The only way I could find solace would be to set a trap for the simian — one that would surely kill it if the monkey were in fact stalking me and planning its revenge. Something quick and deadly so that one shriek would mark the end of this saga.
I tried looking up traps on Wikipedia, but one gets the sense that none of those internet nerds has ever killed anything… has ever watched something slowly bleed to death until its life fades from its eyes much like a polaroid in reverse. No, if I wanted a trap, I’d have to devise it myself. And I’d have no rest until I did.
SarahK prepared a lovely dinner of lemon-mustard chicken and garlic broccoli with pine nuts. It looked quite delicious, but then the dog barked at something unseen out the window. My stomach clenched with dread, and I had no appetite. “Sorry, dear wife, but I’m just not hungry.”
She grabbed me by the collar and stared at me with her intense green eyes. “Next time, stay and make sure they all die!”
I hate it when she’s right.
And remember… if a monkey manages to bite you, you may become one!
Get a flamethrower-you don’t have to be a good shot with a flamethrower, but you do need good insurance.
or
Put a Clinton ’08 sign out front. Those damn dirty apes would never bother a supporter of their fearless leader-Hitlery!
Or maybe that’s vampires.
I get those mixed up sometimes.
P.S. The flamethrower also works on Aquaman!
I bet that that monkey was a Joo-ish monkey who was warned of Frank’s attack ahead of time by the Bush administration, which is why he wasn’t in the cage when the demolition charges (planted by the Bush administration months in advace because as we all know by now, fire can’t melt steel) went off.
always listen to the lovely and talented SarahK
Shouldn’t you and Sarah put on “The Collar” after dinner rather than before?
State of the Frank Report is my new favorite.
Here is how you should build your trap. Dig a big pit and fill it with quicksand. Then cut all the branches above the pit 3/4 of the way through so that when the monkey grabs the branch it will brake and the monkey should fall square into the pit.
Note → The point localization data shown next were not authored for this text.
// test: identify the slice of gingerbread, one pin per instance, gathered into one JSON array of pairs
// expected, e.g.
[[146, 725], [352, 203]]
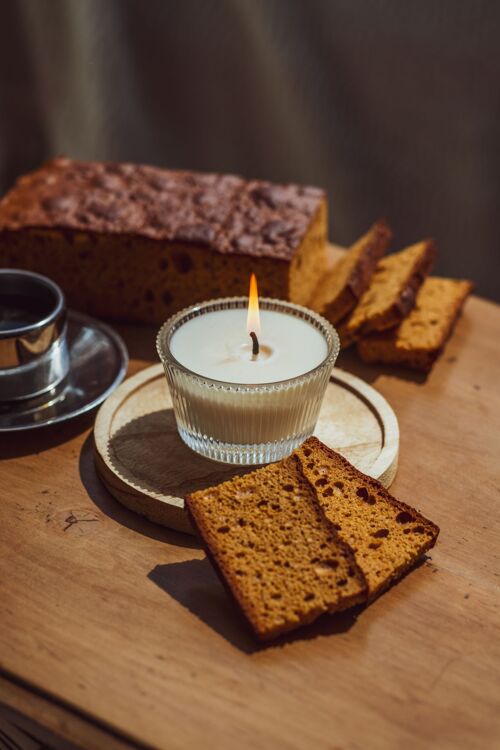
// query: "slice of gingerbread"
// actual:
[[274, 550], [340, 290], [391, 294], [419, 340]]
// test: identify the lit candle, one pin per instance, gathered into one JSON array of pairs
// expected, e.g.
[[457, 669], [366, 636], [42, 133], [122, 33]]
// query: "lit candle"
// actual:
[[247, 383], [218, 345]]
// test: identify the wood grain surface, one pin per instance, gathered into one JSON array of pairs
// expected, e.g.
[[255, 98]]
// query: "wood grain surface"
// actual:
[[112, 623], [145, 465]]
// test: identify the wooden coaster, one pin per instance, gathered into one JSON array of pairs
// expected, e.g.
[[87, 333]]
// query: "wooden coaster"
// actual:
[[146, 466]]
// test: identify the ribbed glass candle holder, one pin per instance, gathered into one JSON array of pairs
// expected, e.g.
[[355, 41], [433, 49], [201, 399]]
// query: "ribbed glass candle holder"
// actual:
[[245, 423]]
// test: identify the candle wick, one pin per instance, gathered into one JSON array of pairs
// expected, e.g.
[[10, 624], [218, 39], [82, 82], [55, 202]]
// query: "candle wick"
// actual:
[[255, 344]]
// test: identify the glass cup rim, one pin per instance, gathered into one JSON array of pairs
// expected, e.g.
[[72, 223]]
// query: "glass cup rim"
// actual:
[[328, 330]]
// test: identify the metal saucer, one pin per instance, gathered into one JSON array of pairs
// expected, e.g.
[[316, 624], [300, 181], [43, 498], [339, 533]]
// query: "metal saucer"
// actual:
[[98, 363]]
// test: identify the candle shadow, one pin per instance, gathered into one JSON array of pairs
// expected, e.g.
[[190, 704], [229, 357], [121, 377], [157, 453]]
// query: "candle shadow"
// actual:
[[196, 586], [148, 452], [107, 504], [350, 361]]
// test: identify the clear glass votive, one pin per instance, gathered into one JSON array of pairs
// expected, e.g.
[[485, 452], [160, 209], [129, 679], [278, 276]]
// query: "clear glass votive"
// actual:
[[245, 423]]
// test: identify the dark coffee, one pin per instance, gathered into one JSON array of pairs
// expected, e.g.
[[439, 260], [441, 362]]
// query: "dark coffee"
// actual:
[[19, 310]]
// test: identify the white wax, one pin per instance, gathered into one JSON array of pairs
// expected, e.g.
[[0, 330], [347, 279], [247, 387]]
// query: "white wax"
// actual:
[[216, 345]]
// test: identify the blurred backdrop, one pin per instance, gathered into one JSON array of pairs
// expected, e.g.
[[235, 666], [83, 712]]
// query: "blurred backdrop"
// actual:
[[391, 106]]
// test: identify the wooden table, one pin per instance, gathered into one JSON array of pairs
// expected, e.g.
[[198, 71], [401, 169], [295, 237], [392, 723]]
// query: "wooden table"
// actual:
[[115, 633]]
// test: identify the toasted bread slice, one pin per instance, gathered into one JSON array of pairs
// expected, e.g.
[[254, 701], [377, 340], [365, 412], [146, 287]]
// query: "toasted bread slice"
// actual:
[[391, 294], [277, 554], [338, 293], [386, 536], [419, 340]]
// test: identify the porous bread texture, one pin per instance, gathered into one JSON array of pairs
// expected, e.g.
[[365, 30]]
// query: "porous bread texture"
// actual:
[[309, 262], [278, 555], [391, 293], [137, 243], [419, 340], [340, 290], [386, 536], [138, 279]]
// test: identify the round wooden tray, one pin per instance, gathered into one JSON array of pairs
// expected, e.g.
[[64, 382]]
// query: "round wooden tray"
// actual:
[[146, 466]]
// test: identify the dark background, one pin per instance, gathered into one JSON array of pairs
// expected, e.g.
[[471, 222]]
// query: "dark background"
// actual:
[[392, 106]]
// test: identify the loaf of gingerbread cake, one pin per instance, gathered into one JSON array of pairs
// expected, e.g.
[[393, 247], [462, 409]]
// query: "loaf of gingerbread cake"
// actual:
[[137, 243]]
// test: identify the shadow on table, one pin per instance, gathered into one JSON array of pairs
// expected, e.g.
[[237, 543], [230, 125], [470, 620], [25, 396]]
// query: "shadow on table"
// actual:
[[32, 442], [148, 452], [112, 508], [195, 585], [350, 361]]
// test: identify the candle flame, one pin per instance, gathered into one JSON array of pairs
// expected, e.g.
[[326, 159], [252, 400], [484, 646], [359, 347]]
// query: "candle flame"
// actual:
[[253, 318]]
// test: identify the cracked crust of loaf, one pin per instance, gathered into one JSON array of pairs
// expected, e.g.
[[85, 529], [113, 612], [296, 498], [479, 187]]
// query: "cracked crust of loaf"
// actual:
[[136, 243], [391, 294], [338, 293], [386, 535], [276, 553], [420, 339]]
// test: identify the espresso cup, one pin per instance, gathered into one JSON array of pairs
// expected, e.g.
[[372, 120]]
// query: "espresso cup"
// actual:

I’ve used that trap tons of times.
It’s true; if you’re gonna kill ’em, KILL THEM ALL! There’s no reason to leave a job unfinished. :-p
Just make sure that you stay with the body until sunrise. That way you make sure it is good an dead.
here’s a better trap:
get your gun and sit in a lawn chair out in front of your house with a hillary/obama/edwards in 2008 sign.
within minutes, every monkey-face and monkey within a 100 mile radius will converge on your house. you can then pick off the one you want.
…or, you can use the flamethower and get ’em all.
I’m sorry, but I must speak up here! Who is the idiot that decided it’s okay to put lemon on chicken?